June Indrefjord. 'Piano' from the series Landaas 2005

 

June Indrefjord
Piano
2005
From the series Landaas

 

Aaron Seeto. 'Oblivion' 2006

 

Aaron Seeto
Oblivion
2006
From the series Oblivion
Daguerreotype

 

 

Aaron Seeto makes alternate historical positions and experiences visible through an exploration of archives, family photo albums and photographic records. In recent bodies of work Fortress and Oblivion, Seeto has utilised the daguerreotype, one of the earliest and most primitive photographic techniques, to highlight the malleability of narratives within archive records. Not only is the chemical process itself highly toxic and temperamental but the daguerreotype’s mirrored surface means the image appears as both positive and negative, depending on the angle of view. For Seeto, this mutability captures the essence of our experience of history and memory, reflecting how images degrade, how stories are formed and privileged, how knowledge and history are written. …

For his ongoing series Oblivion Seeto sourced details from images of the Cronulla riots – beachside riots around race and territory – of 2005 found on the internet. In reproducing these as daguerrotypes he seeks less to represent the incident than to look at how it was reported, understood and remembered. The instability of the virtual information found online is echoed in the photographic process.

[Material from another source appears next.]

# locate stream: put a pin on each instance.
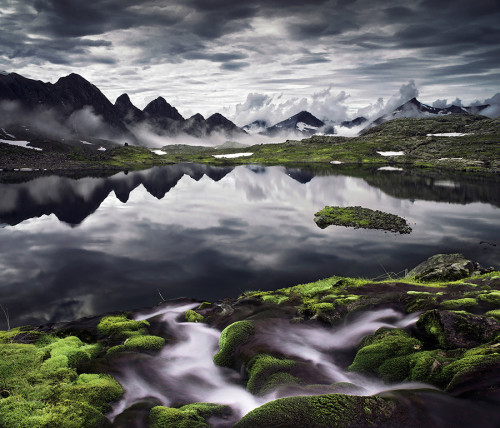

Text from the Stills Gallery website [Online] Cited 14/02/2019

 

Tracey Moffatt. 'Useless 1974' 1994

 

Tracey Moffatt
Useless 1974
1994
From the series Scarred for Life

 

 

Useless, 1974 is a photo-lithograph by the Australian artist Tracey Moffatt. The work shows a girl stooping down to wash a car, with one hand wiping a headlight with a sponge and the other resting on the bonnet. She looks towards the camera rather than at the car, her face bearing a serious and potentially hurt or angry expression. The caption accompanying the photograph explains that ‘Her father’s nickname for her was “useless”‘. Despite this, it seems that in this picture she is being put to use, and perhaps the car she washes is her father’s. The caption, her expression and the direction of her gaze may suggest that the viewer occupies the position of the girl’s father looking down on and supervising his daughter while she carries out her chore. …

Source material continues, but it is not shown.